Coleman Silk, Professor am Athena College in Toledo, USA, bittet im Jahr 1996 seinen Nachbarn und Schriftsteller Nathan Zuckerman darum, seine Geschichte aufzuschreiben. Er ist sehr aufgebracht und hat gerade seine Frau verloren. Coleman wurde an seiner Fakultät des Rassismus beschuldigt. Er bezeichnete zwei nie anwesende Studentinnen als "dunkle Gestalten, die das Seminarlicht scheuen", ohne zu ahnen, dass es sich ausgerechnet um afroamerikanische Studentinnen handelte. Im Laufe der Rechtfertigungen und des Aufruhrs, erlag seine Frau einem Herzinfarkt.
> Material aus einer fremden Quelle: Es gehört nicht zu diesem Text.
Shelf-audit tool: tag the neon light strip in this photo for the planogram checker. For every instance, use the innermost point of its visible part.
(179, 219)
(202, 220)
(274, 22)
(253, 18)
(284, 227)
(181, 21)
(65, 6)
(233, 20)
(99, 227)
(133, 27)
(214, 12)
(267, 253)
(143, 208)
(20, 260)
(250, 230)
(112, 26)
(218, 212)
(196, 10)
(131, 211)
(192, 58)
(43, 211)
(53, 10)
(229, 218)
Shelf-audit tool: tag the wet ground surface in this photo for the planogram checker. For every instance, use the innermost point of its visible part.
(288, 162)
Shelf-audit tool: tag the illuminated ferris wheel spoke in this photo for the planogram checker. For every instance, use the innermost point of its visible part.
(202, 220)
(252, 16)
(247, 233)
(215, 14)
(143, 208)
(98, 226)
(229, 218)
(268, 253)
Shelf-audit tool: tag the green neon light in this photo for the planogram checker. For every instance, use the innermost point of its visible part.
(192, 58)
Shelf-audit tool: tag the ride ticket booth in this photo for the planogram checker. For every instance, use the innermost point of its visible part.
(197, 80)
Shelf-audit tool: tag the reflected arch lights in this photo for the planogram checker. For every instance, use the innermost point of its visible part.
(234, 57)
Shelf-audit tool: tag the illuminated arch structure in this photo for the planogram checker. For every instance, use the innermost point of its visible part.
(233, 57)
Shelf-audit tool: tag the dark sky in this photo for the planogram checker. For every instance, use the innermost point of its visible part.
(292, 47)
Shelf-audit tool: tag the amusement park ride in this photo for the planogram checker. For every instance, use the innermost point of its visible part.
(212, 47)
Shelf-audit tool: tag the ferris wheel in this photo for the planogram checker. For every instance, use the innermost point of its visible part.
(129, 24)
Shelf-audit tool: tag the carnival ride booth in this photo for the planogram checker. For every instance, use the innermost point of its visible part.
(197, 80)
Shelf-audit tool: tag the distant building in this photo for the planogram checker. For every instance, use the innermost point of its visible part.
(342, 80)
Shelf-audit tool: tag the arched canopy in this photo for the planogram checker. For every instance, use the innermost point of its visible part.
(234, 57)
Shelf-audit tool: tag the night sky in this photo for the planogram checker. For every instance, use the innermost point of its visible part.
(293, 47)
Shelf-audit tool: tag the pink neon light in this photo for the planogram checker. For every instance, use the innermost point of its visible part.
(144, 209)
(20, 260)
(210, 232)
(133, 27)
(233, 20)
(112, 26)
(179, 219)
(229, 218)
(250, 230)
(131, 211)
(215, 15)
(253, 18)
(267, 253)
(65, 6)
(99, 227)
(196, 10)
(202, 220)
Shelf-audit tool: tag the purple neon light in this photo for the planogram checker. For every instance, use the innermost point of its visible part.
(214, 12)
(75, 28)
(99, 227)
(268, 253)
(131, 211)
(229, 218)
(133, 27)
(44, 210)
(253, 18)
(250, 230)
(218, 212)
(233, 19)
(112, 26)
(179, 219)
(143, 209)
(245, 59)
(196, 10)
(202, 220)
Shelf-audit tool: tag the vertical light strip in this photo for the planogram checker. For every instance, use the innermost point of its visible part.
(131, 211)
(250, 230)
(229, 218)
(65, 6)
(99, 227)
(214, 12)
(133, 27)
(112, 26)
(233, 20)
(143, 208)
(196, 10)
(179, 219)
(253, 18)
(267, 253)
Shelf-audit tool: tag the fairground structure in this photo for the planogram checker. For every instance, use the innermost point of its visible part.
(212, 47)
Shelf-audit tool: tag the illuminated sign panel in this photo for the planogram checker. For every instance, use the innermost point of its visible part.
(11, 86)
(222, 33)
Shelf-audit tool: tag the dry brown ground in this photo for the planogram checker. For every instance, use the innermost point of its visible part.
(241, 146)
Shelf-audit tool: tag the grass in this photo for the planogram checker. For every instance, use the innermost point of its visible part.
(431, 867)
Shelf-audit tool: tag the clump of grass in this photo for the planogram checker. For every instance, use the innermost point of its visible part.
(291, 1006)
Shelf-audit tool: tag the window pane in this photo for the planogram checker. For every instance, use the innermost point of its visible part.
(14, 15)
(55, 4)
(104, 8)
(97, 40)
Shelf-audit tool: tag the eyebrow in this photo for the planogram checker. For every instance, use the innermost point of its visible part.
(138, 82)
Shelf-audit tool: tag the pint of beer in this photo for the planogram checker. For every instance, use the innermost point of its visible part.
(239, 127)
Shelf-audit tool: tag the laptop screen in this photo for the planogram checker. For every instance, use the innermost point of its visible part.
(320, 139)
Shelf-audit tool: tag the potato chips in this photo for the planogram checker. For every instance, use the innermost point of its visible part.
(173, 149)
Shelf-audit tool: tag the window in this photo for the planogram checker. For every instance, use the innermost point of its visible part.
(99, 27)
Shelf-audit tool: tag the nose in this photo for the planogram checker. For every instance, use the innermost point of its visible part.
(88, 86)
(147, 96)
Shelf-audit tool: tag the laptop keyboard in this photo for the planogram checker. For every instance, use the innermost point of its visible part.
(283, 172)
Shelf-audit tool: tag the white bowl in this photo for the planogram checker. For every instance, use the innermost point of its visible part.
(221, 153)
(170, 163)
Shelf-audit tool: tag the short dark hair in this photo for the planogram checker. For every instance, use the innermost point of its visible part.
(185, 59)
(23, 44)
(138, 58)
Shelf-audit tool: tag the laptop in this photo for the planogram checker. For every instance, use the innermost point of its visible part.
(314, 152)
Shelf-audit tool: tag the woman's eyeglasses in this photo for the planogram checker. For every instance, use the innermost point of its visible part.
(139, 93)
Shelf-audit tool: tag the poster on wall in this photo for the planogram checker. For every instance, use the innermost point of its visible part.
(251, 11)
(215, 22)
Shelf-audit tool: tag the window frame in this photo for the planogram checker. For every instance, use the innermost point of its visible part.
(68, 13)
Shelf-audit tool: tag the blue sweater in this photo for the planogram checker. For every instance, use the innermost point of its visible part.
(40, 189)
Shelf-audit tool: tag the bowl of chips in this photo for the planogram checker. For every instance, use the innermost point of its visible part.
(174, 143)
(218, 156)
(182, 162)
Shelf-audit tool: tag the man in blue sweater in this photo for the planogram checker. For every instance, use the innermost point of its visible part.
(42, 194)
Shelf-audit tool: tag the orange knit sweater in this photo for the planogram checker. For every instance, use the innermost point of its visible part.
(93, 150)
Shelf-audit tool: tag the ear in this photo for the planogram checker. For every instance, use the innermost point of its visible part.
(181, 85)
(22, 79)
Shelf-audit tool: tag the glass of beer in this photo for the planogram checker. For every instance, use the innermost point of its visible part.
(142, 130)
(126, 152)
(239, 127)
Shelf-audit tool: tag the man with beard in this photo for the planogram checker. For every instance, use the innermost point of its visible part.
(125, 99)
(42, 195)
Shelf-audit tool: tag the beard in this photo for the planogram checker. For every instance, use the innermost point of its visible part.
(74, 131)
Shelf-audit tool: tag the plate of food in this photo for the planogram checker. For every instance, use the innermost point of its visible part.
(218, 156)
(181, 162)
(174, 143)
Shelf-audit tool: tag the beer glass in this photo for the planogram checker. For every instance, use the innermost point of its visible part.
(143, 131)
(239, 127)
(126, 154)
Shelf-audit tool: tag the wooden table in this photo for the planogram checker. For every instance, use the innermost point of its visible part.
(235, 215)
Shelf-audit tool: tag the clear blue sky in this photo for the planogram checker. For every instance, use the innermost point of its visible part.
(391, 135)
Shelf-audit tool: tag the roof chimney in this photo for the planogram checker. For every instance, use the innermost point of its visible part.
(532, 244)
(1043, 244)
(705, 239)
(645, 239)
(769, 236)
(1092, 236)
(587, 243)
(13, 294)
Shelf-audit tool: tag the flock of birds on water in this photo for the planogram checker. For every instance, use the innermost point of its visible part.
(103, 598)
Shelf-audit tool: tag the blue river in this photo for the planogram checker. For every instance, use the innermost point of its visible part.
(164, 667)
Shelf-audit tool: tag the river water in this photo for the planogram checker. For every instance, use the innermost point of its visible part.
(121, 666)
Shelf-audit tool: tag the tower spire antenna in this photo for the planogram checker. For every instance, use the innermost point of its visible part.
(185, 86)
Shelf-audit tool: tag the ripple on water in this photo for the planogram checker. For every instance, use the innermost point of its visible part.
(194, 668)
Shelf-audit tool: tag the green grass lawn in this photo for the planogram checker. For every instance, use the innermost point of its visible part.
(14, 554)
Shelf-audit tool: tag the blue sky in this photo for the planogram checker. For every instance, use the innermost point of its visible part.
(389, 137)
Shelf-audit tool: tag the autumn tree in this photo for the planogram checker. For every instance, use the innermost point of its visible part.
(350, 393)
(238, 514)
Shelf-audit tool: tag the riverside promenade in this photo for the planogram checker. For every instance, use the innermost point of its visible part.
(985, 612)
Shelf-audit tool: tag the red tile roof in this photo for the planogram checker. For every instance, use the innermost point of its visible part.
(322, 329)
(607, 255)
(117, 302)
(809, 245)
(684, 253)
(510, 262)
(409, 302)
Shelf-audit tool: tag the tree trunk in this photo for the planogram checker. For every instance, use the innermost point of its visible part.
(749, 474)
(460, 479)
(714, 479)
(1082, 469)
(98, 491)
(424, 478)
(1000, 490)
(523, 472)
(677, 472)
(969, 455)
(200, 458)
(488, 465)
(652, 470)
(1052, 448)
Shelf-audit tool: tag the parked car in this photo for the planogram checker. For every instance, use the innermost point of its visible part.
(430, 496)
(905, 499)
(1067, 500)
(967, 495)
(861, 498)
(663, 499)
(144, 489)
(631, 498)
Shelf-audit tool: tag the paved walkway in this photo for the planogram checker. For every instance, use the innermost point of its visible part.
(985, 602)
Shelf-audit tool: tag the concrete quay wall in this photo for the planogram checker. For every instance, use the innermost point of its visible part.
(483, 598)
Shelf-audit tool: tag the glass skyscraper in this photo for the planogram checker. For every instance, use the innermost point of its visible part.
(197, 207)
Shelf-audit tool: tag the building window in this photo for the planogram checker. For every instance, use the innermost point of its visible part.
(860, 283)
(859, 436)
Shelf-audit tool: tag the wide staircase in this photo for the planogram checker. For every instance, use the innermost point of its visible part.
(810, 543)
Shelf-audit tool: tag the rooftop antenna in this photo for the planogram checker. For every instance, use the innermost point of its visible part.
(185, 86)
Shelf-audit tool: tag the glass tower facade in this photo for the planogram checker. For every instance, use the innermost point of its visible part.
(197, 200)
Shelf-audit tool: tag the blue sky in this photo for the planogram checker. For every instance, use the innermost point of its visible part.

Nun beschuldigt Coleman seinerseits das College, seine Frau umgebracht zu haben.

Nathan Zuckermann lehnt dieses Ansinnen ab, woraufhin Coleman sich zurückzieht. Seinen Job hat er hingeschmissen. Statt dessen nimmt sich der 71jährige eine 34jährige Geliebte, ausgerechnet eine analphabetische Putzfrau vom College, die aus schwierigen Verhältnissen stammt. Diese Liebschaft bliebt nicht unentdeckt und so lässt der nächste Skandal, dass ein alter, jüdischer Mann eine unterprivilegierte junge Frau sexuell ausbeutet, nicht lange auf sich warten.

Die Geschichte ist weitaus komplexer, als diese sehr vereinfachende Zusammenfassung vermuten lässt, denn hinter jeder Figur steckt ein ganz eigenes Leben mit seinen Selbsttäuschungen, Sehnsüchten und zurückgelassenem Gepäck, welches mit zuverlässiger Kraft gerade dann wieder auftaucht, wenn Mensch meint, es ohne diese Belastung geschafft zu haben. Zudem ist die Handlung in eine Zeit der Vereingten Statten verortet, die angefüllt ist mit Rassismusdebatten, dem Clinton-Lewinsky-Skandal und der Traumatabewältigung der Kriegsveteranen.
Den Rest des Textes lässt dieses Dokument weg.